Oui, mal­gré tant de para­lo­gismes (après les mains, les cer­veaux sales), je ne pou­vais pas m’empêcher, lisant ce livre, de repen­ser sou­vent à ce que me disait Silone à Rome, peu de temps après qu’il eut fait la connais­sance de Simone de Beau­voir et selon la tour­nure qui lui est fami­lière quand il se penche sur cette excep­tion, quelqu’un d’honnête : « C’est une bonne femme. » Mor­van, dans ce numé­ro-ci, évoque le « sui­cide » d’Aragon. Mais en ce qui concerne les sar­triens, Fon­tol, à mon avis, sou­li­gnait avec rai­son, dans son article sur « L’école du sui­cide », que c’est à force d’honnêteté qu’ils sont deve­nus – ce qu’ils sont deve­nus. Chez Madame de Beau­voir cela est d’autant plus sen­sible qu’elle garde – elle est femme et elle est « née » – une cer­taine réserve, qui l’empêche, même quand elle s’y laisse choir, de se vau­trer dans l’erreur.

Un pas­sage par­ti­cu­liè­re­ment fort me revient, celui où l’on voit Per­ron (je crois) contem­pler Paris dans le petit matin. Le Paris d’après la Libération.

Grande ville intacte et qui a gar­dé tous les attri­buts de sa puis­sance et de sa gloire. Mais ce n’est qu’une appa­rence.
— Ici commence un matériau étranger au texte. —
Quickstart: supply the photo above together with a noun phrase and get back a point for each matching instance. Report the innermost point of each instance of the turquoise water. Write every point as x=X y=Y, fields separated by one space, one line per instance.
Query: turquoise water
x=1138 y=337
Mora­le­ment, la Ville est en fait aus­si détruite que tant d’autres par les bombes.

C’est parce qu’ils nous peignent, en par­tie à l’insu de l’auteur, ce monde de ruines inavouées et son reflet, l’autre monde de ruines, éga­le­ment inavouées à quoi se réduit la « pen­sée » d’une cer­taine intel­li­gent­sia fran­çaise, que « les Man­da­rins » ont, à mon sens, la valeur d’un docu­ment insigne, assez véri­dique, même, pour inci­ter à faire ce que ne fait point Madame de Beau­voir : choi­sir d’entreprendre une recons­truc­tion véri­table, sous le signe de la vraie liberté.